I am attempting a question that asks me to evaluate $$ \iint_D (x^2+y^2) dx dy $$ where $D$ is the finite region in the positive quadrant bounded by the curves $$ x^2 - y^2 = \pm 1, \quad xy = \frac{1}{2}. $$

So, I thought of using the transformation $x^2 - y^2 = u$ and $xy=v$, and computed the Jacobian and all that and get to the integral

$$ \iint_D \frac{1}{v} du dv. $$

But I can't get the bounds to work. I thought $u$ would be between $-1$ and $1$, and $v$ would be between $0$ and $\frac{1}{2}$. However then the integral is not finite. Thoughts?

Answer 1

I think your Jacobian is not right.
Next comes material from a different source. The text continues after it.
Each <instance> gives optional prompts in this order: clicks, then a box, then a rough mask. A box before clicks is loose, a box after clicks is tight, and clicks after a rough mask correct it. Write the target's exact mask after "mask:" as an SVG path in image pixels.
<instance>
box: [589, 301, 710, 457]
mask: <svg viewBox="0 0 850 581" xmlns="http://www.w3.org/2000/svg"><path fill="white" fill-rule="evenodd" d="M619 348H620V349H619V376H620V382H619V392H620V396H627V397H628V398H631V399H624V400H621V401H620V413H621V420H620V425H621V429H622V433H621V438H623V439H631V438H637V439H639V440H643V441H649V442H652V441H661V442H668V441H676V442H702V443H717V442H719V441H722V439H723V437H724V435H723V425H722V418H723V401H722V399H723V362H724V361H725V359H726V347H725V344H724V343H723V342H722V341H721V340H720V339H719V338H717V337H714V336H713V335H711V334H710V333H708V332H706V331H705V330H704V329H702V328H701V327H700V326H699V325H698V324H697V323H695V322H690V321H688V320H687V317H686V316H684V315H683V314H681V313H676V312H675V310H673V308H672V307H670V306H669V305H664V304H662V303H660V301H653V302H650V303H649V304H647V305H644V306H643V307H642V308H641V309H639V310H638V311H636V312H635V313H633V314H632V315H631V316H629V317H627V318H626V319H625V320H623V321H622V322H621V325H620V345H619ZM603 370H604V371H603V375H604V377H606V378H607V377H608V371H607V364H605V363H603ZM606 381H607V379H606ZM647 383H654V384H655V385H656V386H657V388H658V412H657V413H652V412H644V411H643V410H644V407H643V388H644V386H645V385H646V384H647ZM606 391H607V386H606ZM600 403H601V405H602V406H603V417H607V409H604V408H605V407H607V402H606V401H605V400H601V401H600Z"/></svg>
I get $$ \frac{\partial(u,v)}{\partial(x,y)} = \begin{vmatrix} 2x & y \\ -2y & x \end{vmatrix} = 2(x^2 + y^2) $$ In terms of the area elements, $$ du\,dv = 2(x^2+y^2)\,dx\,dy $$ So if $R$ is the rectangle $[-1,1] \times [0,\frac{1}{2}]$ in the $uv$-plane, then $$ \iint_D (x^2+y^2)\,dx\,dy = \frac{1}{2}\iint_R \,du \,dv = \frac{1}{2} \cdot \operatorname{Area}(R) = \frac{1}{2}. $$